G8 besonders betroffen

Besonders betroffen seien die letzten G8-Jahrgänge, erzählt Antje Levers aus ihren Erfahrungen der vergangenen Monate. „Bei denen wurde der Stoff sowieso komprimiert und dann haben sie in den wichtigsten Jahren keinen richtigen Unterricht genießen dürfen“, fügt die Vredenerin hinzu. Vielen dieser Kinder fehle es an Basiswissen, die Lücken in den Hauptfächern seien zum Teil enorm. „Gerade in Mathematik beispielsweise baut alles aufeinander auf“, betont Levers. „Wenn man dann in den Anfängen von linearen Funktionen nicht richtig mitgekommen ist, weil der Unterricht remote stattfand, hat man verloren.“

Das bedeute jedoch nicht, dass die Probleme nicht auch die jüngeren Jahrgänge betreffen. Denn auch bei den Grundfähigkeiten wie Mathematik, Rechtschreibung oder auch Lesen gibt es laut der Vredener Nachhilfe-Lehrerin Defizite. „Da war aber auch schon vor der Pandemie der Wurm drin“, betont sie. „Vor allem das Schreiben nach Gehör hat da in der Grundschule keinen positiven Effekt gehabt.“ Durch fehlenden Unterricht während der Pandemie und Konzentrationsprobleme beim Home-Unterricht hätten sich diese Defizite allerdings weiter verstärkt und ziehen sich durch die Schullaufbahn.

Konzentrationsspanne gesunken

Gerade die Konzentrationsspanne sei ebenfalls ein Thema, das die Nachhilfelehrerin schon seit geraumer Zeit beschäftigt. Schon vor der Pandemie habe sie einen klaren Trend wahrgenommen, dass es Schülern immer schwerer falle, sich eine längere Zeit auf ein Thema oder eine Aufgabe zu konzentrieren. „Das wird natürlich durch digitale Endgeräte und die tägliche Nutzung von sozialen Medien mit verkürzten Inhalten stark verstärkt“, fügt Antje Levers hinzu.

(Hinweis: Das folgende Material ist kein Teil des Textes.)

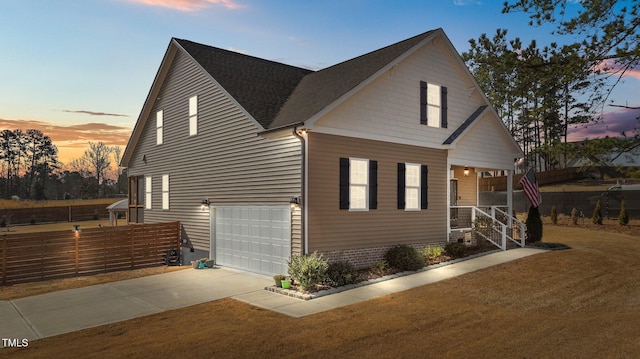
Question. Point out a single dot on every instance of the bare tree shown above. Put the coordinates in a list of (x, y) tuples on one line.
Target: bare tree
[(97, 159)]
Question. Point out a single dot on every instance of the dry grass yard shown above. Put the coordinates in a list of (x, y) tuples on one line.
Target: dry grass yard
[(578, 303)]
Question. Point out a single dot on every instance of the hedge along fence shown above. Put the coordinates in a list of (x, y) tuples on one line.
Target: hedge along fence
[(47, 255), (54, 214)]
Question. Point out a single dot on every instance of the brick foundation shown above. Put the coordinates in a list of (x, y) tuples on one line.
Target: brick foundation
[(366, 257)]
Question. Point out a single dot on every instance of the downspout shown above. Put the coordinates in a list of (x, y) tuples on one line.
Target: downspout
[(303, 189)]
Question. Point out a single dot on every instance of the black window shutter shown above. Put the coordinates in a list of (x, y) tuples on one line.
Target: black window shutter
[(344, 183), (424, 204), (401, 185), (423, 103), (443, 105), (373, 184)]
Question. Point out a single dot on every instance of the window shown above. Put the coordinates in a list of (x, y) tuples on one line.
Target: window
[(136, 207), (159, 127), (358, 184), (165, 191), (147, 193), (433, 105), (412, 186), (193, 115)]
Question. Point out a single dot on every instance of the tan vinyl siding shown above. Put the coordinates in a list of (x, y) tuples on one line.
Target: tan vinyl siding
[(467, 188), (332, 229), (226, 161)]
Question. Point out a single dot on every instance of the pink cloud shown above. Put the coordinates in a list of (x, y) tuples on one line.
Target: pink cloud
[(189, 5), (612, 124), (72, 140), (612, 67)]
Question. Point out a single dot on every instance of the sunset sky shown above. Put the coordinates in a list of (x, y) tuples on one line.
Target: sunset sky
[(80, 70)]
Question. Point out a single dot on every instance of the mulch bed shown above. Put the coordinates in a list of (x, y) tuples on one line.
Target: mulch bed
[(375, 274)]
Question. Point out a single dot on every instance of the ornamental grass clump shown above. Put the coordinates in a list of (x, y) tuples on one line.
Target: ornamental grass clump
[(554, 215), (431, 252), (308, 270), (623, 218), (597, 214)]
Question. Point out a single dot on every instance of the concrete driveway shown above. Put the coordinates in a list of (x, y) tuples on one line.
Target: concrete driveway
[(71, 310)]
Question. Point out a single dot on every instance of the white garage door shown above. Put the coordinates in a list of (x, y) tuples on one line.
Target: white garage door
[(252, 238)]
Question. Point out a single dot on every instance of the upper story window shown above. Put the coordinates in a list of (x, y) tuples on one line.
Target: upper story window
[(193, 115), (358, 184), (412, 186), (159, 127), (136, 208), (165, 191), (147, 192), (433, 105)]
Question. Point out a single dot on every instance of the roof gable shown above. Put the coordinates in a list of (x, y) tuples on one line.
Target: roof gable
[(260, 86), (318, 90)]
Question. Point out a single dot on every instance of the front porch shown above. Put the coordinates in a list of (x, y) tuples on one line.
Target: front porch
[(468, 220)]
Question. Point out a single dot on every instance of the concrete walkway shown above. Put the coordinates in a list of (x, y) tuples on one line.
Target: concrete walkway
[(71, 310)]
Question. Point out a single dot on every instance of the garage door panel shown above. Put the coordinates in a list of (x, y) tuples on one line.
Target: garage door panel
[(255, 238)]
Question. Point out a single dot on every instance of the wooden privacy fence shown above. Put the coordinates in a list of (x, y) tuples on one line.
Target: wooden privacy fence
[(47, 255)]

Trotzdem stehe sie der Digitalisierung in der Schule alles andere als kritisch gegenüber. Sie sehe zwar die Notwendigkeit, den richtigen Umgang mit den Geräten zu lehren, aber dann seien die digitalen Geräte ein Gewinn. „Ich glaube, dadurch tut sich eine ungemeine Chance auf“, so die Vredenerin. „Es gibt so viele Programme, die ich auch meinen Schülern an die Hand gebe, die beim Lernen helfen.“

Lernen in Gruppen verlernt

Dafür sieht Antje Levers allerdings ein ganz anderes Problem am Horizont, dass sich durch die Pandemie ebenfalls verschärft hat. „Ich merke, dass immer mehr Kinder ein Problem damit haben, in Gruppen zu lernen“, erzählt die Nachhilfelehrerin. „Klar, wenn ich während der Corona-Zeit nur alleine gelernt habe, fällt es mir schwer, mich im Klassenverband zu konzentrieren.“ Diese Fähigkeit sei jedoch unverzichtbar und auch im weiteren Leben von großer Bedeutung. Daher versuche sie mit ihren Schülern, immer in Gruppen zu lernen, soweit der Inhalt es hergibt.

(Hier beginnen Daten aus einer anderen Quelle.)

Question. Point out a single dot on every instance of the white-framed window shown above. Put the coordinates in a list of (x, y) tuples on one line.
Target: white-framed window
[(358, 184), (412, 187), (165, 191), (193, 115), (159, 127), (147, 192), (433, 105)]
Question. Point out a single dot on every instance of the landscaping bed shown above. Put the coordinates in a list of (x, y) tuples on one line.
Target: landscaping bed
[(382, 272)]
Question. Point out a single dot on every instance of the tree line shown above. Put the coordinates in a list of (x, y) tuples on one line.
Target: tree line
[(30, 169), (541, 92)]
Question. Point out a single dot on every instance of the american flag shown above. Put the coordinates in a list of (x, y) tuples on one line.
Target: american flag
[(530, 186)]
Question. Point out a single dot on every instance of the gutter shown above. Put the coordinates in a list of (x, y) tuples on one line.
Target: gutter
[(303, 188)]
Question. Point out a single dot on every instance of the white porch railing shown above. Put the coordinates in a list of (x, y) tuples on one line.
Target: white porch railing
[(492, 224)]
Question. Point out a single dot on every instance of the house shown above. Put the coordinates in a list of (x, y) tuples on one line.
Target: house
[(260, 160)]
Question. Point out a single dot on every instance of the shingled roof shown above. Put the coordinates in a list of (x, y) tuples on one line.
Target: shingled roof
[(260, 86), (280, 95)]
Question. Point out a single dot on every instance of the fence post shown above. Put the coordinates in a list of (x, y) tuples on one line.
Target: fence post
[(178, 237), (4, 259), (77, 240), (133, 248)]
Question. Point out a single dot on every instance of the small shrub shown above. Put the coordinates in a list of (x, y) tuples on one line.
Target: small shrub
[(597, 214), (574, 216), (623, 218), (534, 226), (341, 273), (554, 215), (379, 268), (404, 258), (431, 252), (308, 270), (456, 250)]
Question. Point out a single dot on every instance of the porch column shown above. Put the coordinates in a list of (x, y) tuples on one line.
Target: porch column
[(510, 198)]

So können sich die Schüler nicht nur gegenseitig helfen, sondern auch Feedback geben. Ein weiterer Aspekt der Schule, der durch die Pandemie vernachlässigt wurde. „Vor allem von Lehrern brauchen Schüler ein direktes Feedback“, betont Antje Levers. „Selbst können sich nur die wenigsten gut einschätzen. Sie sind teilweise blind für die eigenen Fehler.“ Das führe bei manchen Schülern dazu, dass sie mit dem Lernen gar nicht aufhören, weil sie nicht wissen, wann es genug ist.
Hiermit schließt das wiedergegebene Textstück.